Meanwhile, Obama is going where Ross Perot repeatedly went in 1992 by buying a half-hour of time on Wednesday, Oct. 29th. Only ABC is out of the money among the four major commercially sponsored broadcast networks.

The Democratic nominee's pitch on his behalf, scheduled for 7 p.m. (central), will be on CBS, Fox and NBC.

No, it will not delay Wednesday's scheduled resumption of Game 5 of the World Series, as many have reported. Fox will simply dump a pre-game show that has run from 7 to 7:30 p.m. throughout the Series.

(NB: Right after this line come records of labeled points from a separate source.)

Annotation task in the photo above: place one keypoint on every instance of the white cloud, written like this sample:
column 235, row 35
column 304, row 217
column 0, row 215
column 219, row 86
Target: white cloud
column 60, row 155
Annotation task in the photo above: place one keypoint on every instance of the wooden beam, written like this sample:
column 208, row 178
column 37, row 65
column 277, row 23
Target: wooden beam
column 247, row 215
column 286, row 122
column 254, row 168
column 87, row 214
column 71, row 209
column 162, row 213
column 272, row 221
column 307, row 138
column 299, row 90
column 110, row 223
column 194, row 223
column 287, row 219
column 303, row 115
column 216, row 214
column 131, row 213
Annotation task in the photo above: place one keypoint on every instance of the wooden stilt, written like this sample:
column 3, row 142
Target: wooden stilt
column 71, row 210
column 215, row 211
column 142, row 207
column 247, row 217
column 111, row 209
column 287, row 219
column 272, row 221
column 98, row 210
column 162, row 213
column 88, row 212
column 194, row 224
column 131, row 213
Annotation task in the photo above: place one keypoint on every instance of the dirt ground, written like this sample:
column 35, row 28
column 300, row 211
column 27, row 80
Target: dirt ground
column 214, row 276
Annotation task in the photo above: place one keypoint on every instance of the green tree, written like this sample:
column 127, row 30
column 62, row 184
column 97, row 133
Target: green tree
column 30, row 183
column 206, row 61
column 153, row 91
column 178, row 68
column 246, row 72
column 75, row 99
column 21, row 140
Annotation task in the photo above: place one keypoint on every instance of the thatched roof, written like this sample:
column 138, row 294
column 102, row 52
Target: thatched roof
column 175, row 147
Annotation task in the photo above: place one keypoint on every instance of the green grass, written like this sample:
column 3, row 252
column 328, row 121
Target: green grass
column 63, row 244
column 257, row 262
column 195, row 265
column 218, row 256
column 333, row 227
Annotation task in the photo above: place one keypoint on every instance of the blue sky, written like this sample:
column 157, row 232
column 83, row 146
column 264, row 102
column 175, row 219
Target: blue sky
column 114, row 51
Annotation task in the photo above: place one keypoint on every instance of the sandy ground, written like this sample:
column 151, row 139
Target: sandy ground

ABC, pushing ahead with its ratings-starved Pushing Daisies, initially wanted to air Obama's commercial on a different date before reconsidering and belatedly opening up the first hour of its Wednesday prime-time schedule. By then, though, the Obama campaign already had finalized its 30-minute buy, according to an Associated Press report. The price tag reportedly is $1 million per network. A typical 30-second Super Bowl spot costs roughly twice that much.

Perot's pie chart-themed half-hour infomercials ran numerous times in prime-time during his 1992 run for the presidency. Obama is unlikely to revisit those visuals.

The Democrat's half-hour commercial also is airing on cable's Univision, BET, TV One and MSNBC, the only 24-hour news network carrying it.

CNN declined to run the ad and Fox News Channel wasn't asked, according to The Hollywood Reporter, a respected trade newspaper.

CANCELLATION NOTICE

CBS has dropped its freshman series, The Ex List, after a month of dismal ratings on Fridays at 8 p.m. For the next two weeks, its replacement will be NCIS repeats.

Fox's Do Not Disturb was the first new fall series canceled, followed by ABC's Opportunity Knocks. NBC's little-watched America's Toughest Jobs, which premiered in late summer, also is history after Saturday's finale.